You Find the Right Talent
in the Darnedest Places!

by Tiffany Robinson

I came in through the back door of my career because I was schooled in compositing, fine art, graphic design, and animation, and sitting outside the lobby doors at Pixar hoping for my big break wasn’t getting me anywhere anytime soon. So, if I wanted to pay my bills I had to figure out a new way to use these skills that I had acquired, and I found it the way many artists do — by tripping on a rock and stumbling into an answer. In my case, it was instructional design.

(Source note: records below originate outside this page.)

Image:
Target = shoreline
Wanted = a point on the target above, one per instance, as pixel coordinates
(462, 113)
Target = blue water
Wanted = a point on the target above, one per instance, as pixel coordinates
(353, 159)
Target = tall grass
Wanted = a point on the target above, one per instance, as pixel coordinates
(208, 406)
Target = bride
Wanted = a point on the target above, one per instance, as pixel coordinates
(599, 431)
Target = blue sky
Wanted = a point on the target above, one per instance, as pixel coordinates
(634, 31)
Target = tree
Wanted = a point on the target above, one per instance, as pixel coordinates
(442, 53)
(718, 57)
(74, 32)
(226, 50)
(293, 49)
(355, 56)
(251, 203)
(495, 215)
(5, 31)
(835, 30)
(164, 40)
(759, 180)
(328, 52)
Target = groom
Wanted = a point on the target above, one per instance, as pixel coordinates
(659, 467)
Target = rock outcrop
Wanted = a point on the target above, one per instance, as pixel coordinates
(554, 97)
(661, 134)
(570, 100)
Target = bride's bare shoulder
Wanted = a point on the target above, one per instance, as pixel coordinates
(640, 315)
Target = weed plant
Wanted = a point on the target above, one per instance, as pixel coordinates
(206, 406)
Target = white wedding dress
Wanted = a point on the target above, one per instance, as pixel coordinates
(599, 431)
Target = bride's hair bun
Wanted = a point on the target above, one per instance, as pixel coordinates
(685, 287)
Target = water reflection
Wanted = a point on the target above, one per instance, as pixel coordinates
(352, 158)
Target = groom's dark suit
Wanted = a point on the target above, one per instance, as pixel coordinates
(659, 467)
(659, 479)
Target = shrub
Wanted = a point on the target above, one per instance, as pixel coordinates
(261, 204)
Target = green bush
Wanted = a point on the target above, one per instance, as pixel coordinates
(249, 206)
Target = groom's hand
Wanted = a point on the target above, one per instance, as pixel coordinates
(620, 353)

In a very short period of time, technology and social media has changed the way we want to learn. If a video is over 5 minutes, we tend to look for another that can get us our information faster. If it’s boring, we scrub through it to get to the main points. If we have to travel to a classroom, we look for other classes that offer virtual options.

If we can’t learn it NOW, and be entertained while doing it, then we give up learning it at all.

This concept of the fast the fun and the now puts a lot of pressure on the instructional design field. Gone are the days of simply organizing content into an easy to understand format with measurable objectives. Now it’s essential to build material that is not only informative, measurable, and easy to understand, but also captivating, entertaining, and immediately relevant. All within about 2 minutes flat.

With the majority of people being lured into this quick paced learning, instructional designers now need to wield skills in video editing, character animation, gaming, and even audio engineering! And all this is on top of sorting through and streamlining copious amounts of information day in and day out on subject matter they know nothing about. I have to tell you, the typical instructional designer did not sign up for all of that!

So if not an instructional designer, then who?

Coming from a background that had absolutely 110% nothing to do with instructional design, and making what is so far a fulfilling, rewarding, and even progressive career out of it, I feel I can confidently offer up a suggestion.

As IDs know, one of the best ways to learn complex concepts is to relate things we don’t understand to things we do. Learning instructional design was no different. There were endless similarities between instructional design and my background in computer animation. Outlining, story-boarding, pitching, script writing, developing, presenting, evaluating feedback… The list really went on and on.

The main thing that didn’t really fit was the glamour of it all. Special effects, sound effects, music editing, hooks, surprises — the stuff that really makes you want to watch a flick.

While I tried to incorporate some of these fancies into my work, most of the time the industry really didn’t call for it.

Until… it did.

All of a sudden, “just-in-time” and “flipped learning” solutions came onto the playing field, and then the need for video emerged. Not just any video, video that was polished, informative, to the point, humorous, could capture someone’s attention quickly and hold it there, all the things that I had LONGED to incorporate but couldn’t (previously) justify in a classroom.

I began exploring the world of podcasts, video channels, software tutorials, explainers, cartoons, info-graphics, gaming in the classroom; Before I knew it, I was churning out funny little informative videos full of sound effects left and right. The more I made, the more my organization craved.

“So what?”, you say. I was lucky? Nice job stumbling into a sweet gig?

Well… yeah!

Only, why aren’t more people like me getting this same gig?

Because we aren’t instructional designers. We’re multimedia artists. We’re video editors. We’re digital artists. We’re app builders, web designers, animators, and journalists. And as I discovered, we all follow the exact same process that an ID would when designing and developing the final product.

So my observation then?

Multimedia artists make tomorrow’s perfect instructional designers!

If your organization is struggling to train your instructional designers as multimedia artists, why not train some multimedia artists as instructional designers? The foundation is already laid!

Also, if you’re a multimedia artist who may or may not be currently camped outside of Pixar’s lobby hoping for a big break, perhaps you’ll enjoy creating your own version of Pixar inside the instructional design field instead.